File metadata and controls

182 lines (132 loc) · 9.17 KB

Issuing dynamic queries in SQL data stores

Introduction

The Datamanagement API (DM API) offers a very open and unrestricted query feature: as long as it can be expressed as a 3-tuple in the form

<LEFT_OPERAND> <OPERATOR> <RIGHT_OPERAND>

it is a valid query. This abstract way of expressing a condition is called a Criterion. For example, API clients may specify a query to obtain a selection of ContractNegotiation objects that looks like this:

contractAgreement.assetId = myAssetId

In practice this would return ContractNegotiations, that have a ContractAgreement which references an Asset with the ID "myAssetId".

This means, that the backing SqlContractNegotiationStore must be able to do the following things:

  1. dynamically map the expression onto it's internal DB schema: a mapping from the properties contractAgreement onto the column name contract_agreement must be made. Furthermore, the store implementation must be able to determine how to traverse from ContractNegotiation to ContractAgreement in the database, which in this case means navigation ( = JOIN-ing ) a foreign key.
  2. distinguish between a scalar or a collection right-hand operand: operators such as IN require the right-hand operand to be a list, such as ...WHERE x IN (y1,y1)
  3. substitute the values in the expression with placeholders for prepared statements (=?)
  4. leverage DB-specific features, like querying a JSON-encoded field, which would only be available in Postgres

The following section explains how all of these are achieved.

Preliminary: the canonical format

Theoretically it is possible to map every schema onto every other schema, given that they are of equal cardinality. To achieve that, we introduce the notion of a canonical format, which is our internal working schema. In other words, this is the schema in which objects are represented internally. If in the future we support a wider variety of translation and transformation paths, everything would have to be transformed into that canonical format first.

In actuality the canonical format of an object is defined by the respective Java class and its field names. For instance, a query for contract negotiations must be specified using the field names of a ContractNegotiation object:

public class ContractNegotiation {
    // ...
    private ContractAgreement contractAgreement;
    // ...
}

public class ContractAgreement {
    // ...
    private final String assetId;
}

Consequently, contractAgreement.assetId would be valid, whereas contract_agreement.asset_id would not. Or, the left-hand operand looks like as if we were traversing the Java object graph. This is what we call the canonical format . Note the omission of the root object contractNegotiation!

Using TranslationMapping

In order to decouple the canonical format and the SQL schema (or any other schema) in terms of naming convention, a mapping scheme exists to map the canonical model onto the SQL model. The TranslationMapping is essentially a graph-like metamodel of the business objects: every Java class is represented by a mapping class that contains its field names and the associated SQL column names. The convention is to append *Mapping to the class name, e.g. PolicyDefinitionMapping.

Mapping primitive fields

Primitive fields are stored directly in SQL columns (as opposed to JSON, foreign keys,...). Thus, mapping primitive data types is trivial: a simple mapping from one onto the other is necessary, for example, ContractNegotiation.counterPartyAddress would be represented in the metamodel as an entry

"counterPartyAddress"->"counterparty_address"
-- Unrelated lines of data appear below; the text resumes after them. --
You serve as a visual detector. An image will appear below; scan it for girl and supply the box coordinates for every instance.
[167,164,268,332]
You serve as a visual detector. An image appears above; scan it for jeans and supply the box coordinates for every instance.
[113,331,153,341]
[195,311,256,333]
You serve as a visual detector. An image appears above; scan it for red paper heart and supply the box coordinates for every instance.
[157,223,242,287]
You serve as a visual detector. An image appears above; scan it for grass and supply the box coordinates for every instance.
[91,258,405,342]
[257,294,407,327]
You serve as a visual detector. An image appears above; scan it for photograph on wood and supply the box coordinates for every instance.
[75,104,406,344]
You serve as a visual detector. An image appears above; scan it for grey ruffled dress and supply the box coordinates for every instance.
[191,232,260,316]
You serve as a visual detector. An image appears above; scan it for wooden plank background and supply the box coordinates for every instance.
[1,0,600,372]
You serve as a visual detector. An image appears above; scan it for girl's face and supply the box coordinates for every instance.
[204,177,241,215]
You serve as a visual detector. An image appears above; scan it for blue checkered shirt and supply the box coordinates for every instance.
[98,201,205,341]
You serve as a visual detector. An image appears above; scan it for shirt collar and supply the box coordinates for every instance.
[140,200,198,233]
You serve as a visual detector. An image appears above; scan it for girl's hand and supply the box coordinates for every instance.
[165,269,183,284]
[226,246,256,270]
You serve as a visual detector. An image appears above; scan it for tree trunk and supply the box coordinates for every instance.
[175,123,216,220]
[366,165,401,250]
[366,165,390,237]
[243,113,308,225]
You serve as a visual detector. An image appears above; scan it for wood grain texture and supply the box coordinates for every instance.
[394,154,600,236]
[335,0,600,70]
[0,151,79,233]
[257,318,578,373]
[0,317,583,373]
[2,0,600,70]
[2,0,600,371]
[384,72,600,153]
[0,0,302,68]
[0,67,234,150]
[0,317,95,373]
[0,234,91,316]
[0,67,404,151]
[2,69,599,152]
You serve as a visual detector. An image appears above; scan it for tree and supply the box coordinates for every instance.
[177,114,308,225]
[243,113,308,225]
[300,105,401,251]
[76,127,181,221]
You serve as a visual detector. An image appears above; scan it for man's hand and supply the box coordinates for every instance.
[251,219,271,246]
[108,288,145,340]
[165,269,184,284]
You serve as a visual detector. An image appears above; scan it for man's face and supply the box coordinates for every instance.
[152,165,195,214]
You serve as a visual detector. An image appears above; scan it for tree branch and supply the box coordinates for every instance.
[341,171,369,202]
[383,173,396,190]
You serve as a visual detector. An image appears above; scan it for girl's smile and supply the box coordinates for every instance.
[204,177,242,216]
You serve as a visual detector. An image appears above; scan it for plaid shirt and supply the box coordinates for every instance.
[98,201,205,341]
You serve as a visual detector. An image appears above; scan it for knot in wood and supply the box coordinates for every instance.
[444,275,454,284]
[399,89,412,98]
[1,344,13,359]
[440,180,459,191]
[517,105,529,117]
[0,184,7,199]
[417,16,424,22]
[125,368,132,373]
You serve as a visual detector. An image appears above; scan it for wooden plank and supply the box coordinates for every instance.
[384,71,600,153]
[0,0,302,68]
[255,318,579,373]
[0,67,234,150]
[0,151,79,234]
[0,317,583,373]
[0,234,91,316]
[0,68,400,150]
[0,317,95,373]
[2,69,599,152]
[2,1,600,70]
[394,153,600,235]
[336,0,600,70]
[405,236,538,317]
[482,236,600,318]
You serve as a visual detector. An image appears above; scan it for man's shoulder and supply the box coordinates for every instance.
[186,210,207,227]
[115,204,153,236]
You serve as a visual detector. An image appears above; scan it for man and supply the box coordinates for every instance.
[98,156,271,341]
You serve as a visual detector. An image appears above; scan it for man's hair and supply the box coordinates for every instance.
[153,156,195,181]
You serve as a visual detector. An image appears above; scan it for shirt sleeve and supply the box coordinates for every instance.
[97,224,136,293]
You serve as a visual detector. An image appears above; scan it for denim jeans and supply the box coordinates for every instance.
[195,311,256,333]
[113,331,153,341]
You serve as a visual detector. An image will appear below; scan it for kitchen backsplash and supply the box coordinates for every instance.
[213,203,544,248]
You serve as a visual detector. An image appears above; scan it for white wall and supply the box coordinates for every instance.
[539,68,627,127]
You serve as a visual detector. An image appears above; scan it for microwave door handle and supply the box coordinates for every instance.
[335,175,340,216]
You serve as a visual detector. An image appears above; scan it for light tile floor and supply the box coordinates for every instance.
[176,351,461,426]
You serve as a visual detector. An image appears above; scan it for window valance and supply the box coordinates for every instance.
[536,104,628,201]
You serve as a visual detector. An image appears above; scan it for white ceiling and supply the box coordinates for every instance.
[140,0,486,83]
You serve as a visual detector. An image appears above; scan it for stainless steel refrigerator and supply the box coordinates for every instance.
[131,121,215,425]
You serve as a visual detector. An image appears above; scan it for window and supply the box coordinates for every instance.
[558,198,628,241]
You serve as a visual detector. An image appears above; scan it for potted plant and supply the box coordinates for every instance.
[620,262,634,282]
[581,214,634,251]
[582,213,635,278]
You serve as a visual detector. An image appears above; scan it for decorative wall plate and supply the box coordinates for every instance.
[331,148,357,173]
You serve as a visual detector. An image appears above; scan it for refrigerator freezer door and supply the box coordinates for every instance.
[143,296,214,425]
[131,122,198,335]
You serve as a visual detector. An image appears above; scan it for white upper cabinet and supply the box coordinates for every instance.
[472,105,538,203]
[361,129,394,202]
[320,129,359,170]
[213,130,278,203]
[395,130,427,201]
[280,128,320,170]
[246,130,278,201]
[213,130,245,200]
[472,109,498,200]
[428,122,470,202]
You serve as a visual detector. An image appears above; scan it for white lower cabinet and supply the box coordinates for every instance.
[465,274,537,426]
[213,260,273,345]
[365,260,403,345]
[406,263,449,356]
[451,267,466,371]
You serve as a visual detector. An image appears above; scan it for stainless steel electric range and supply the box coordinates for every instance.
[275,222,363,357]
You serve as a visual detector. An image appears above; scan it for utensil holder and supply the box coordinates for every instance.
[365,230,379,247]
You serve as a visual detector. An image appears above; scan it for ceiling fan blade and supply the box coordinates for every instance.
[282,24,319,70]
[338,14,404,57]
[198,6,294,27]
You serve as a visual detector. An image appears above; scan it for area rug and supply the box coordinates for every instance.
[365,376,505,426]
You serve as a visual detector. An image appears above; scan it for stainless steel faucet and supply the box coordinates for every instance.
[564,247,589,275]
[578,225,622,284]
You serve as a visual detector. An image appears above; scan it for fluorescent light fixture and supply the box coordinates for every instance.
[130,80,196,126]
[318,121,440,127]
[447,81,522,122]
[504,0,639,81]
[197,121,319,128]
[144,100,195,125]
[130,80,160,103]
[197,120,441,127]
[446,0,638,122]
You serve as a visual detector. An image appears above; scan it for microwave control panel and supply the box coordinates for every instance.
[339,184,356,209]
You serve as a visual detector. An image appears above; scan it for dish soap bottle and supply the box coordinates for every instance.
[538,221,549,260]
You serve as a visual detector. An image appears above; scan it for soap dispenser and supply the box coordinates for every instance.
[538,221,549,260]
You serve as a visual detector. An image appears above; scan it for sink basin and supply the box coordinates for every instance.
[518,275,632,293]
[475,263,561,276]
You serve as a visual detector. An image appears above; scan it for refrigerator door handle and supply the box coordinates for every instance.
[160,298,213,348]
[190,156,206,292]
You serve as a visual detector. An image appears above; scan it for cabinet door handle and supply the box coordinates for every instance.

When constructing WHERE/AND clauses, the canonical property must simply be replaced by the respective SQL column name.

Mapping complex objects

For fields that are of complex type, such as the ContractNegotiation.contractAgreement field, it is necessary to accommodate this depending on how the EDM is defined. There are two basic variants that we use:

Option 1: using foreign keys

In this case, the referenced object is stored in a separate table using a foreign key. Thus, the canonical property (= contractAgreement) is mapped onto the SQL schema using yet another *Mapping class. In the given example this would be the ContractAgreementMapping. When resolving a property in the canonical format (contractAgreement.assetId) , this means we must recursively descend into the model graph and resolve the correct SQL expression.

Note: mapping and translating one-to-many relations (= arrays/lists) with foreign keys is not implemented at this time.

Option 2a: encoding the object in JSON

Another way to store complex objects is to encode them in JSON and store them in a VARCHAR column. Some databases even have a special data type and dedicated operators and functions for that. Postgres is one of them. For example, the TranferProcess is stored in a table called edc_transfer_process, its DataAddress property is encoded in JSON and stored in a JSON field.

For example querying for TransferProcess objects: when mapping the filter expression contentDataAddress.properties.somekey=somevalue, the contentDataAddress is represented as JSON, therefore in the TransferProcessMapping the contentDataAddress field maps to a JsonFieldMapping:

public TransferProcessMapping(TransferProcessStoreStatements statements){
        // ...
        add(FIELD_CONTENTDATAADDRESS,new JsonFieldMapping(statements.getContentDataAddressColumn()));
        // ...
        }

which would then get translated to:

SELECT *
FROM edc_transfer_process
-- omit LEFT OUTER JOIN for readability
WHERE content_data_address -> 'properties' ->> 'key' = 'value'

Note this statement is only valid in the Postgres dialect! Other SQL databases may or may not have similar possibilities.

Option 2b: encoding lists/arrays in JSON

Like accessing objects, accessing lists/arrays of objects is possible using special JSON operators. In this case the special Postgres function json_array_elements() is used. Please refer to the official documentation.

For an example of how this is done, please look at how the TransferProcessMapping maps a ResourceManifest, which in turn contains a List<ResourceDefinition> using the ResourceManifestMapping . Finally, the SqlQueryStatement gets assembled using the aforementioned JSON array function .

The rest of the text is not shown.